Many programs claim to be inquiry, but only BSCS provides the tools and training for teachers.
President Obama Praises Education Technology at School Piloting Geniverse
BSCS partnering with The Concord Consortium on "Virtual Laboratory" Geniverse project
(News release courtesy of The Concord Consortium): President Obama praised the virtues of educational technology during a March 8 visit to TechBoston Academy, one of six schools in the New England area piloting the Concord Consortium's Geniverse software. Mr. Obama stressed the importance of creating engaging educational technology. "I'm calling for investments in…educational software that's as compelling as the best video game. I want you guys stuck on a video game that's teaching you something other than just blowing something up." The Concord Consortium's Geniverse software fits this description precisely, immersing students in a narrative game-like world of dragon genetics, in which they conduct virtual breeding experiments to solve problems and track down diseases in the dragon population.
Ninth grade Geniverse pilot teacher Marsha Turin says her students are deeply engaged with learning through the software. "Students are much more willing to do the work because it's like a game and to write about the science because they blog about it," Turin says, "This really is authentic learning." Obama praised this type of curriculum during his remarks at TechBoston. "We're working to make sure every school has a 21st-century curriculum like you do," the President remarked. The Geniverse project represents one of the Concord Consortium's many investments in building next-generation educational technology curricula.
The Concord Consortium's Geniverse project, funded by the National Science Foundation, is a collaboration with the Jackson Laboratory, the Maine Mathematics and Science Alliance, TERC, and BSCS.
The Concord Consortium is developing a cyber-learning environment that engages students with the same processes used by scientists. High school students are participating in a virtual laboratory environment and learn firsthand how science knowledge develops in the rapidly changing biology fields of bioinformatics and DNA science.
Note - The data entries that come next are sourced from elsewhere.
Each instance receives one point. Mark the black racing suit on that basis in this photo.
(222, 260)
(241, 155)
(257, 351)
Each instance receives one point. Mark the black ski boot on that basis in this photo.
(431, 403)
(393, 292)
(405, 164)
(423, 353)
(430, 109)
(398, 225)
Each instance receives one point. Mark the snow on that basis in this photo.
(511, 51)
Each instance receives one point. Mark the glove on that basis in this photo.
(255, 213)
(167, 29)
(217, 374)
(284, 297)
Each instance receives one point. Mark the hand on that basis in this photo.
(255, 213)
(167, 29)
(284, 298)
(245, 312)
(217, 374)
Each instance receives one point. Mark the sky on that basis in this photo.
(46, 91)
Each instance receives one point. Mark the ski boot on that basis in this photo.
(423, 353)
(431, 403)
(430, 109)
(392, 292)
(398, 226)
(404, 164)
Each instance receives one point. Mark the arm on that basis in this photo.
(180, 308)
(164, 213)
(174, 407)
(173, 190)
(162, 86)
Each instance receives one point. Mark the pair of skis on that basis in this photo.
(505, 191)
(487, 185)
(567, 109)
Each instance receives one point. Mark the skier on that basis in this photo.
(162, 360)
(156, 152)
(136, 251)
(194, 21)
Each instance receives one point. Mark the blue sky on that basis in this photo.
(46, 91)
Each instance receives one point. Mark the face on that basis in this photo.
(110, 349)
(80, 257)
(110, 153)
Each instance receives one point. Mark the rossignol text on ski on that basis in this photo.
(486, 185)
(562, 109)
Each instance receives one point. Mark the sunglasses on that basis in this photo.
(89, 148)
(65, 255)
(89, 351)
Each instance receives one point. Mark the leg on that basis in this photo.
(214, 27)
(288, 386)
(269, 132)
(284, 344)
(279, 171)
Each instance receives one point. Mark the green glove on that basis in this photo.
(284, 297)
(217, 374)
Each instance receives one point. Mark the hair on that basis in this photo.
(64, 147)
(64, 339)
BSCS will study the impact of a cyber-learning model on various student outcomes, including students' learning about biology concepts, their integration of biology knowledge, their skill at scientific argumentation, and their knowledge of the process of science. BSCS will also study factors that mediate the effects of the Geniverse materials, including professional development, teacher content knowledge, and fidelity of implementation.
The Geniverse project builds upon previous work by the Concord Consortium, and will contribute important research findings about how to apply transformative cyberlearning models to core biology learning and how these new models can be effectively implemented in the classroom. Geniverse will enhance student learning about the process of science while creating and testing structures for researching this learning.